She was ambitious: she did not wish to spend her life as a wife and mother, as the other women in her village seemed content to do; rather, Valentina Tereshkova wished to be a train driver, to see the world from the cab of her speeding engine. She certainly never imagined she would become a Cosmonaut, second only to Yuri Gagarin, and one of the most famous women in the world.
Born in March 1937, she was a child of the Second World War, the Cold War and the Space Race. “I suppose we have the Nazis to thank for all this,” she muses, the representatives of America and the Union of Soviet Socialist Republics having rushed to Berlin to retrieve Wernher Von Braun and his rocket research, “not to put a man on the Moon but to build rockets to launch at Washington D.C.”

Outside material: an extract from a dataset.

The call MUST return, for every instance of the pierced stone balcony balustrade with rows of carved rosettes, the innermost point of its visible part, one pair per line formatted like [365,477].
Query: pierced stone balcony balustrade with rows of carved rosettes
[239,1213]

Her life explored in a new play written by Mark Westbrook and directed by Luke Kernaghan and taking its name from her callsign on her mission aboard Vostok 6 in June 1963, the Russian for “seagull,” the lead role of Chaika: First Woman in Space is played in rotation by the ensemble of Abbie Bela, Anika Lee, Cara Gheel, Elfur Gígja Hreggviðsdóttir, Eve Novak, Lorraine Monaghan and Victoria Hooper.
Many of the scenes monologues spoken directly to the audience with the rest of the ensemble either supporting as secondary characters or absent, the acting styles of the cast are as varied as their ability, and there is no attempt to develop a consistent whole or to develop a sense of structure or drama through what is in effect a lesson in a sometimes obscured history.
Not the most academically gifted of the candidates, Tereshkova fitted the necessary criteria, “young, single, reasonably attractive, politically suitable,” a key criteria in her eventual selection that she would not become a problem as Gagarin had become, a national hero whose outspoken opinions could not be silenced.
The staging limited and unimaginative, confined to an empty stage, the play rests solely on the script and the performances, but unlike the mission and the woman behind it, Chaika takes no risks and pushes no boundaries, as “average and satisfactory” as Tereshkova herself was labelled. There is a story to be told of the first woman in space, but this is not it.